Гофман откинулся на спинку кресла и воскликнул:

– Час от часу не легче! Но это просто безумие! Я знаю, что вы имеете кое-какой капитал. Но ваши средства – дубинка против пушки. На вас пойдут войной все силы банкового капитала, его легкая кавалерия – пресса, прокатные фирмы, владельцы кинотеатров. Питч расходует несколько миллионов в неделю, а его предприятие еще не самое богатое в Голливуде. Вы просто идете на верное разорение, Престо, и мне очень жаль вас. Кажется, карлик Престо был практичным человеком.

Тонио улыбнулся.

– Время покажет, кто из нас практичнее, старый или новый Престо. Не думайте, Гофман, что я поступаю опрометчиво. – Он хлопнул рукою по папкам. – Мы с вами еще займемся этим материалом, и вы увидите, что я все предусмотрел. Как бы то ни было, весь риск падет на одного меня. Я приглашу очень немногих крупных артистов. Если разорюсь, они всегда найдут другую работу. Всю остальную массу артистов и служащих я предполагаю навербовать из безработных членов профессиональных союзов. Для них, на худой конец, это будет, по крайней мере, передышка.

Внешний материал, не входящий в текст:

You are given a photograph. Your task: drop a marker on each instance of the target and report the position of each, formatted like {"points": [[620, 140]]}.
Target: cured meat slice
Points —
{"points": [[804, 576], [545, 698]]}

– А если крупные артисты не пойдут к вам? Не станет же мисс Люкс играть роль прачки!

– Обойдусь и без них, – ответил Престо – Мне трудно было бы обойтись только без опытного, талантливого оператора. Но я рассчитываю на вас, Гофман. Неужели и вы, мой старый друг, отречетесь от меня и скажете. «Я не знаю этого человека»?

Наступило напряженное молчание. Гофман пускал кольца дыма, глубоко задумавшись. Потом он начал, как бы рассуждая вслух:

– Мое дело маленькое – вертеть ручку аппарата. И все же мне не безразлично, что я наверчу. Работая с вами, я перейду во враждебный банкам лагерь, составлю себе репутацию «красного». И банки будут мстить мне. Если вы разоритесь, мне трудно будет найти другую работу.